ADR: Airflow DAG run output to Workflow service
Introduction
The DAG consists of several steps. The manifest’s entities (Master-data records, Reference-data records etc.) can be marked as skipped and extracted from the original manifest on each step, if they don’t pass validations (e.g., they don’t follow proper schemas, have inconsistent data, can’t be stored in Storage due to wrong ACL).
At the current moment skipped entities’ info of each step is stored in XComs. The valid manifest without skipped records is also passed to the downstream step in return_value
field.
Aggregated result grouped by each previous task is stored in update_status_finished_task
’s XCom.
This approach lets us quickly see what is skipped on each step of the DAG. However, to see the skipped ids, the user must visit Airflow UI and must know the exact dag_run ID
of each workflow. Also, it gets difficult to keep track of skipped records if the Manifest contains hundreds or even thousands of records. The most prominent example is ingesting LogCurveType
Reference-data (https://gitlab.opengroup.org/osdu/subcommittees/data-def/work-products/reference-values/-/blob/master/Manifests/reference-data/LOCAL/LogCurveType.1.0.0.json) with tens thousands of records.
As the end user must interact with Workflow Service only and mustn’t be aware of Airflow Ingestion Engine, the mechanism of notifying Workflow Service about current statuses of each task must be developed.
Anyway, we must extend existing Workflow Service’s API.
Relates to osdu/platform/system/home#87 (moved)
Proposals
Get XCom outputs through Workflow Service using Stable API.
This is the most straightforward way that doesn’t need to change the DAGs’ implementations. Stable API lets the user get XCom entries on concrete dag_runs
and task_ids
.
So, when we request the workflow run status, Workflow Service can get the XCom entry, which contains aggregated report from update_status_finished_task
step.
The link to the method description for getting XCom is here: https://airflow.apache.org/docs/apache-airflow/stable/stable-rest-api-ref.html#operation/get_xcom_entry
Possible response on /v1/workflow/{workflow_name}/workflowRun/{runId}
:
{
"workflowId": "string",
"runId": "string",
"startTimestamp": 0,
"endTimestamp": 0,
"status": "FINNISHED",
"report": {
"saved_record_ids": {},
"skipped_ids": {
"process_single_manifest_file_task": [
{
"id": "<data-partition-id>:work-product-component--SeismicBinGrid:Auto_Test_999493329875",
"kind": "work-product-component--SeismicBinGrid",
"reason": "400 Client Error: Bad Request for url."
}
]
}
},
"submittedBy": "string"
}
Pros:
- Easy to implement.
- Doesn’t require changes in Airflow Operators.

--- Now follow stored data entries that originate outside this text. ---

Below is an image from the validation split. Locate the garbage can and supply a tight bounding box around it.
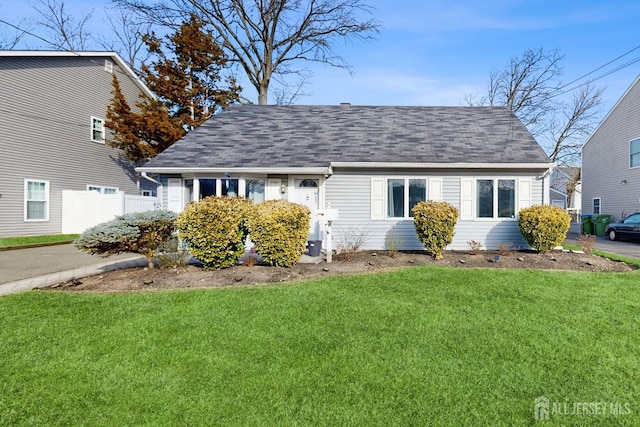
[582,214,593,234]
[592,214,611,236]
[307,240,322,256]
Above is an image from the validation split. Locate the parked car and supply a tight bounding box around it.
[605,212,640,240]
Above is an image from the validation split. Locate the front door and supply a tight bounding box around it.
[167,178,184,213]
[293,178,322,240]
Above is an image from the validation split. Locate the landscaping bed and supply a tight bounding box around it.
[46,251,634,292]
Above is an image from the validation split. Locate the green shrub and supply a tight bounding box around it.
[518,205,571,252]
[248,200,310,267]
[73,210,177,268]
[411,200,458,259]
[177,196,253,270]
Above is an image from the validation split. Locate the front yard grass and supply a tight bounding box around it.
[0,267,640,426]
[0,234,80,248]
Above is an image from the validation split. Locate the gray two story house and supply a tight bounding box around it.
[582,77,640,221]
[0,51,154,237]
[137,104,553,250]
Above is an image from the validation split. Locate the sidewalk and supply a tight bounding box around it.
[0,244,147,295]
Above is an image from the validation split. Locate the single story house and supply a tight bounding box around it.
[137,104,554,250]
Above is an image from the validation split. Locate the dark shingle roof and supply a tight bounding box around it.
[144,105,549,169]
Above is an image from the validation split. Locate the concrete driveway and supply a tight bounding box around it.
[0,244,146,295]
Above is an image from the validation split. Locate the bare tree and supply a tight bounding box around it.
[115,0,378,104]
[465,49,603,207]
[465,48,603,165]
[0,21,30,50]
[33,0,93,51]
[543,83,603,165]
[98,9,152,71]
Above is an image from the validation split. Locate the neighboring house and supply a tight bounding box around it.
[582,77,640,221]
[0,51,155,237]
[549,166,582,222]
[137,104,553,249]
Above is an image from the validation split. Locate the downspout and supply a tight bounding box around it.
[542,167,553,205]
[141,172,164,209]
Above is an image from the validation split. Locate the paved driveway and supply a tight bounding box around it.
[0,244,141,284]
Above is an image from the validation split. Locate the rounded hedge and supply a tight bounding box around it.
[247,200,310,267]
[411,200,458,259]
[518,205,571,252]
[176,196,253,270]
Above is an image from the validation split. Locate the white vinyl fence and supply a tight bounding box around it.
[62,190,160,234]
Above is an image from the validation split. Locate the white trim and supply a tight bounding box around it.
[371,175,442,221]
[629,137,640,169]
[0,50,156,99]
[23,178,51,222]
[87,184,120,194]
[331,162,555,170]
[136,166,333,178]
[370,177,386,220]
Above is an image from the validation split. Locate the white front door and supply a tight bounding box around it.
[293,178,322,240]
[167,178,184,213]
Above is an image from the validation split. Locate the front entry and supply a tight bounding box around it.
[293,178,322,240]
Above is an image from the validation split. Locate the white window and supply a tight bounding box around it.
[244,179,266,203]
[24,179,49,221]
[591,197,602,215]
[629,138,640,168]
[91,117,104,144]
[386,178,427,218]
[476,179,516,218]
[87,185,118,194]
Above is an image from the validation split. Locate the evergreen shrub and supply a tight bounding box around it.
[73,210,177,268]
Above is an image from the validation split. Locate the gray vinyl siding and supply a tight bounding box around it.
[325,171,543,250]
[0,56,146,236]
[582,79,640,224]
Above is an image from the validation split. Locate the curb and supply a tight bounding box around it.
[0,256,147,296]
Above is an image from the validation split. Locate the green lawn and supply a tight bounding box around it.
[0,234,80,248]
[0,267,640,426]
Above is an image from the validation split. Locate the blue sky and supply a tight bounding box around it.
[0,0,640,113]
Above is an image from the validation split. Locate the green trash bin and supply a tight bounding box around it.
[593,222,607,236]
[582,214,593,234]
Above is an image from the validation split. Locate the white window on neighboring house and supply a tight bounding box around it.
[24,179,49,221]
[91,117,104,144]
[591,197,602,215]
[629,138,640,168]
[87,185,118,194]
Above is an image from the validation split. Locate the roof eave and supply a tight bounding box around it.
[331,162,555,170]
[0,50,156,99]
[136,166,333,175]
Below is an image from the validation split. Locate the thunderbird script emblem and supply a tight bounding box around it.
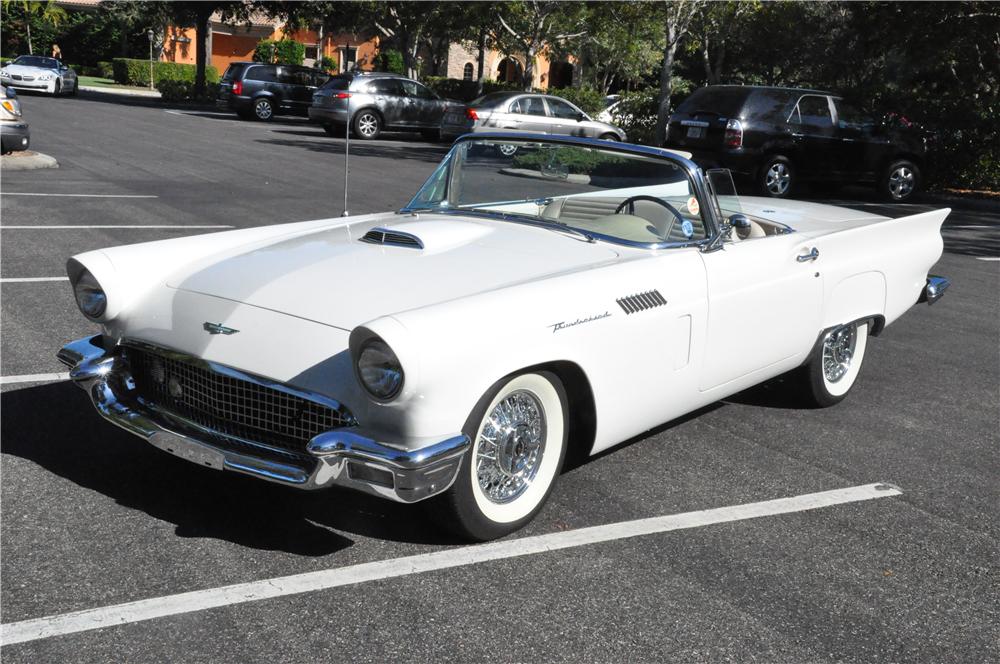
[202,321,239,334]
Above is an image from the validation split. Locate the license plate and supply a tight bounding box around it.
[149,431,225,470]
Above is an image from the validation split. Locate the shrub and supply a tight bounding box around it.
[112,58,219,87]
[319,55,339,73]
[375,48,406,74]
[548,88,604,115]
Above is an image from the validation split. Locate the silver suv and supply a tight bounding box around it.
[441,92,625,141]
[309,72,448,140]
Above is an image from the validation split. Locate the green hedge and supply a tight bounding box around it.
[111,58,219,87]
[548,88,604,115]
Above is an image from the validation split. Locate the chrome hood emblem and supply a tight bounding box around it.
[201,321,239,334]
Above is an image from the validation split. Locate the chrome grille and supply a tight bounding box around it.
[124,346,356,458]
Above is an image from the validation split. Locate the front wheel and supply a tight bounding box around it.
[354,110,382,141]
[879,159,920,203]
[801,321,869,408]
[757,155,798,198]
[431,372,568,541]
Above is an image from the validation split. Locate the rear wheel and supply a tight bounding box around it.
[757,155,798,198]
[354,109,382,141]
[430,372,568,541]
[879,159,920,203]
[800,321,869,408]
[253,97,274,122]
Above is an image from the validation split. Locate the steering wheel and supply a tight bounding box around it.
[615,194,684,240]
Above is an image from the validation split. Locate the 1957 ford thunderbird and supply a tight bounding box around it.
[59,133,949,540]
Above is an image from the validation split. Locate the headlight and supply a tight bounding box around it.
[357,338,403,401]
[73,270,108,320]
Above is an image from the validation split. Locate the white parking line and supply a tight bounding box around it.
[0,484,902,645]
[0,373,69,385]
[0,224,236,231]
[0,191,159,198]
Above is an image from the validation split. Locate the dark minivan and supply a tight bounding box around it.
[666,85,927,201]
[215,62,330,121]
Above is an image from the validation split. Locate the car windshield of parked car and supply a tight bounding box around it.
[11,55,59,69]
[405,138,714,246]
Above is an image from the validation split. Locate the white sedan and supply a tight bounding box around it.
[0,55,79,95]
[59,133,949,540]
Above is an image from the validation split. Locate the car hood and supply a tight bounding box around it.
[167,214,618,330]
[4,65,58,76]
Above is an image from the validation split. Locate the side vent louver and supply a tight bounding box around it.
[615,290,667,314]
[361,228,424,249]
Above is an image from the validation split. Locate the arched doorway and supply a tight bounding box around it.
[497,57,524,83]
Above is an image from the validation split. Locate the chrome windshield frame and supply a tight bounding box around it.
[399,132,722,250]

- Little changes in Workflow Service.
Cons:
- XComs can be huge, that can cause problems with sending such messages via HTTP and reading them.
Save status in Dataset/File Service as files
Another approach is not to pass skipped ids via XComs but save skipped entities report as a file using Dataset Service.
We can add new endpoints for Workflow Service to update the current workflow run status, so, Airflow will send report to it on each task. At the same time, Workflow Service will create a new dataset by uploading the report as a file to Dataset Service.
After the workflow is finished, Workflow Service will show the datasets' ID
of the datasets with FileSource
of the report in the workflow run. Then, it will be possible to get signedURL
of the report files using retrieval instructions of Dataset/File Service.
Also, saving reports as files in Dataset Service can be implemented from Airflow side, then Workflow Service will get Dataset IDs
only.
Possible response on /v1/workflow/{workflow_name}/workflowRun/{runId}
:
{
"workflowId": "string",
"runId": "string",
"startTimestamp": 0,
"endTimestamp": 0,
"status": "FINNISHED",
"report": {"task_id": "<dataset-id-of-report>"},
"submittedBy": "string"
}
Pros:
- Save large reports in Dataset Service not in XComs.
- Follow “Manifest as a reference” approach.
- Using Dataset Service is not CSP-specific.
- User can get required report as a file from Dataset Service using the dataset-id only.
Cons:
- Requires extra changes in Workflow Service.
- Need to think how to display the report if they are stored as files in dataset service.
- All records in Dataset Service are indexed.
- We need to consider creating a specific kind for reports.
Save status in Cloud Storage with signed URL
Another approach is to use signed URL
from the Cloud Storage. Airflow Operators can request Workflow Service(?) for a new file location and signed URL
in some Landing Zone (bucket). The report of skipped ids can be stored by this signed URL.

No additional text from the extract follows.